Hay dos exrugbiers detenidos por la muerte de un joven de 22 años.


El crimen de Miguel Alexander Martínez conmociona a Villa María por sus implicancias, la ferocidad y el desprecio por la vida que mostraron sus autores, protagonistas de un hecho pocas veces visto en la región.

Miguelito fue hallado semi enterrado en un campo, con la cabeza dañada por los golpes y por su muerte hay dos detenidos que pertenecían a uno de los clubes de rugby más importantes de la provincia de Córdoba.

Entre la profunda tristeza y la indignación, el suegro de la víctima no tiene dudas de que fue “premeditado”, dice Eloy Ruiz, en declaraciones a Radio Villa María, que reproduce Villamariaya.com, este martes.

Muy dolido por el horrible final de su yerno, el hombre no oculta su dolor y lamenta: “un chico jovencito, con toda la vida por delante… no“, expresa y luego recuerda la crueldad de los autores al decir “y de la forma que fue, que lo terminaron”, expresa sin consuelo.

“Fue todo premeditado, necesitamos Justicia… los que hicieron esto lo van a pagar, aunque creo que no hay Justicia más linda que la de Dios”, sostiene.
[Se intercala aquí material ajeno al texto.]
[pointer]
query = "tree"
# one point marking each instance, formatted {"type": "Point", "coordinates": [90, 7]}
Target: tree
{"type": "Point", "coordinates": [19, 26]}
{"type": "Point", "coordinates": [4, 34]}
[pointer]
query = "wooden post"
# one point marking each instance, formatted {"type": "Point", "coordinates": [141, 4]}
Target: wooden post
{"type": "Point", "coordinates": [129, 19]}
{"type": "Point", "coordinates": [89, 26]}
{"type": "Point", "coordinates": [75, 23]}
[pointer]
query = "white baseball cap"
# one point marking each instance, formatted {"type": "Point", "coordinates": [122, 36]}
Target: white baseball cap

Sobre el muchacho, Ruiz destaca que “era muy bueno con mi hija y con mis nietos sobre todo… están destrozados; él era muy buena persona”.

Por el hecho están detenidos Joaquín Munarriz y Tomás Cánova, ambos de 20 años y acusados de homicidio caificado por alevosía, según informaron fuentes judiciales.

Además, fuentes cercanas a la investigación indicaron que el predio donde fue hallado el cuerpo de Miguelito es colindante a un campo que es propiedad de la familia de uno de los detenidos.

Por otra parte, allegados al Club San Martín indicaron al El Diario que Munarriz jugó allí hasta 2017 mientras que Cánova dejó de jugar en 2019.